Kern: Auch hier können sich deutsche Unternehmen wieder mit Verfahrenstechnik, im Anlagenbau und bei Ingenieurs-Dienstleistungen einbringen. Um große Mengen Wasserstoff kosteneffizient transportieren zu können, müsste zwischen Deutschland und Norwegen eine Pipeline gebaut werden. Dieser Bau würde im ersten Schritt im Fokus stehen. Es wurde dazu eine Machbarkeitsstudie unter Beteiligung der Wirtschaft erstellt. Anfang 2023 haben Deutschland und Norwegen ein Joint Statement zu Wasserstoff unterzeichnet, in dem sie ihre gemeinsame Absicht bekräftigen, bis 2030 eine großflächige Versorgung mit Wasserstoff und die dafür notwendige Infrastruktur von Norwegen nach Deutschland aufzubauen. Die Ergebnisse der Studie sollen im Juni veröffentlicht werden. Danach werden sich weitere Geschäftschancen herauskristallisieren. [Anmerkung der Redaktion: Die Ergebnisse der Studie lagen zur Zeit des Interviews noch nicht vor]
Was macht die AHK Norwegen zum begehrten Türöffner und Berater auf dem norwegischen Markt?

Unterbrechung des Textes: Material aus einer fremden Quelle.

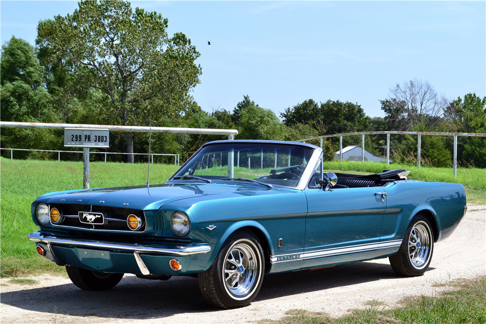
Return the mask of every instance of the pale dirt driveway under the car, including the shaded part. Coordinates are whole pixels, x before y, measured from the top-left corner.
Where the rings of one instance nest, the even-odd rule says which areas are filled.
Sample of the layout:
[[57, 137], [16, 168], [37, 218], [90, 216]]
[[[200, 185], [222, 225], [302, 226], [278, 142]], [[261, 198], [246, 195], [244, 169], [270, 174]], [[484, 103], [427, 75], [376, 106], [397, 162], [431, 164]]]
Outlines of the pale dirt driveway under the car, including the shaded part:
[[[1, 322], [6, 323], [247, 323], [277, 319], [304, 308], [342, 315], [366, 301], [393, 306], [403, 297], [431, 295], [432, 287], [456, 278], [486, 274], [486, 206], [470, 206], [452, 236], [435, 245], [429, 270], [420, 277], [397, 276], [388, 259], [340, 265], [319, 271], [267, 275], [248, 307], [219, 310], [208, 305], [197, 279], [168, 281], [126, 275], [112, 290], [84, 291], [69, 279], [41, 275], [39, 284], [1, 283]], [[56, 308], [56, 311], [54, 311]]]

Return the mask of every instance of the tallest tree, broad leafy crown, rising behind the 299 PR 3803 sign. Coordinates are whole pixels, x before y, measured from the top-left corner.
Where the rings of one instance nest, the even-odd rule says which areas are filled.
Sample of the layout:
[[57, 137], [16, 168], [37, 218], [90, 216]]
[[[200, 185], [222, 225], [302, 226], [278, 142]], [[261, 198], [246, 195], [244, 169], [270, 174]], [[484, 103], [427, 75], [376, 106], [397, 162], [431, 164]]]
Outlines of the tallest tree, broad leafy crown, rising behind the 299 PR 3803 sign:
[[[98, 89], [121, 125], [184, 114], [199, 83], [199, 52], [182, 33], [169, 38], [167, 18], [123, 1], [82, 1], [72, 15], [41, 22], [36, 43], [45, 61], [62, 62], [73, 87]], [[165, 50], [164, 50], [165, 49]], [[148, 105], [147, 102], [151, 104]], [[127, 152], [133, 136], [125, 133]], [[133, 155], [128, 155], [133, 163]]]

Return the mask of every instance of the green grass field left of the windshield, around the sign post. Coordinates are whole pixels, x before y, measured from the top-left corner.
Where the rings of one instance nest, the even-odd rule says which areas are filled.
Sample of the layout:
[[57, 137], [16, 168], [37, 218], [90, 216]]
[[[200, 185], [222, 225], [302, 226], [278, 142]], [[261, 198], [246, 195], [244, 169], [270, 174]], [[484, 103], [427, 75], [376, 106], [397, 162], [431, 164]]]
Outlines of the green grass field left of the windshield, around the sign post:
[[[150, 183], [165, 182], [178, 167], [153, 164]], [[83, 188], [82, 162], [9, 160], [0, 158], [0, 276], [31, 273], [65, 274], [46, 258], [38, 256], [27, 235], [38, 230], [32, 222], [30, 206], [41, 194]], [[89, 187], [144, 185], [147, 165], [91, 162]]]

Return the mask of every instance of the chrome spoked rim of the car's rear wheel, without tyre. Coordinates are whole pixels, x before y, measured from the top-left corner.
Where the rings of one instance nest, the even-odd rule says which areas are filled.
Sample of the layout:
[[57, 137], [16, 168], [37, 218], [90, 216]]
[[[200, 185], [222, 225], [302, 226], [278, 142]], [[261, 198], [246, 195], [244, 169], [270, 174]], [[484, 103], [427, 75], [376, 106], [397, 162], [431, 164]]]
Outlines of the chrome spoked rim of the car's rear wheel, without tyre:
[[408, 238], [408, 256], [416, 269], [425, 267], [430, 258], [431, 231], [427, 223], [417, 222]]

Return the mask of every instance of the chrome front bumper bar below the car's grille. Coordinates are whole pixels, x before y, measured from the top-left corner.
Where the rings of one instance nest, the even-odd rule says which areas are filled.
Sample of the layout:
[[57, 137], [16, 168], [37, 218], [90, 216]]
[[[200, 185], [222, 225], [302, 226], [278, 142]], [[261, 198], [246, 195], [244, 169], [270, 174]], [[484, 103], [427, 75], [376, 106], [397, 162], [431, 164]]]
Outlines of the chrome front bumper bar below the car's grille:
[[209, 245], [186, 245], [186, 246], [175, 246], [174, 248], [169, 248], [165, 246], [152, 247], [146, 245], [135, 245], [135, 244], [116, 244], [116, 243], [103, 243], [103, 242], [93, 242], [87, 240], [74, 240], [74, 239], [59, 239], [55, 236], [43, 236], [39, 232], [31, 233], [28, 238], [34, 242], [42, 242], [46, 244], [56, 245], [69, 245], [76, 247], [86, 247], [94, 249], [103, 250], [114, 250], [114, 251], [126, 251], [131, 253], [156, 253], [167, 256], [191, 256], [195, 254], [203, 254], [211, 251]]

Kern: Wir bieten individuelle Services für kleine und mittelständische Unternehmen, die sich für den norwegischen Markt interessieren oder bereits dort aktiv sind. Wir zeigen Geschäftsmöglichkeiten auf und beraten deutsche Unternehmen bei Aktivitäten. Von der Markterschließung und Geschäftsanbahnung bis hin zur Projektabwicklung begleiten wir und unterstützen, wo Bedarf ist. Durch unser Community Management und unser Netzwerk schaffen wir Sichtbarkeit und Kontakte. Außerdem bieten wir mit diversen Events bilaterale Plattformen für Diskussionen und zum direkten Austausch. Wir haben Energie-Themen wie Carbon Management, Offshore-Wind und Wasserstoff schon seit längerer Zeit auf unserer Agenda. Durch die Energiekrise und das gesteigerte Interesse an Norwegen ist die Nachfrage noch größer geworden.
Das Gespräch führte Mirza Karahodža.